I have spoken to a few different PD’s about this one and many will disagree on the answer. On the one extreme is the thought that you should say your name every single break you do, give the listener a ‘real’ person to connect with. You can’t claim to have a friendship when both parties are nameless.
The other extreme is that while you should keep it regular you should also be kept minimal because overstating your name will get irritating and irrelevant for any listener but especially the core who already know who you are.
Well, I think that both of those arguments are correct and important.

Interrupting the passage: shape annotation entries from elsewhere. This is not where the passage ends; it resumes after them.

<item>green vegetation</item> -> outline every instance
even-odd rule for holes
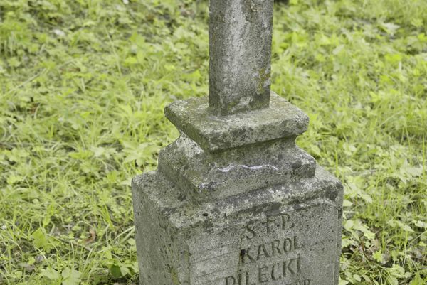
[[[137,282],[130,181],[207,94],[206,5],[0,1],[0,284]],[[427,1],[275,9],[273,90],[345,184],[341,284],[427,283]]]

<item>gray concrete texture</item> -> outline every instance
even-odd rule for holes
[[[141,285],[337,285],[342,184],[295,144],[308,117],[270,90],[273,0],[211,0],[209,94],[132,181]]]
[[[209,106],[221,114],[270,102],[273,0],[209,4]]]

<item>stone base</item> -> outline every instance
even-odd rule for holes
[[[312,178],[200,201],[160,172],[132,181],[141,285],[337,285],[342,186]]]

For true connection to happen the listener needs to know your name and to really feel like they can start to get to know you.
It doesn’t matter whether we are referring to a business, a work colleague, a neighbour, a romantic interest, or a radio announcer, the relationship quickly changes from the point of ‘name unknown’ to ‘name known’.
You simply don’t want to lose an opportunity to turn your relationship with your listener from an acquaintance -or worse yet, a voice- to a friend.
So to avoid annoyance yet maximise familiarity with your listener here are some tools you can use:
- Depending on your show and your PD’s thoughts imaging can carry your name so even when the mic is closed
- Naturally weave it into some breaks. For example, if you’re telling a story about how someone said, “What? Are you crazy?” Instead say, “What? Luke, are you crazy?” (this method can only be used sparingly)
- Use phoners: When you talk to a listener (or even the news person for that matter) on-air make sure you coach them to say your name. “What are you up to today Bill?”, “I’m just hanging with the family Luke”. You can do this one all day, multiples times every hour and there will be absolutely no annoyance level whatsoever.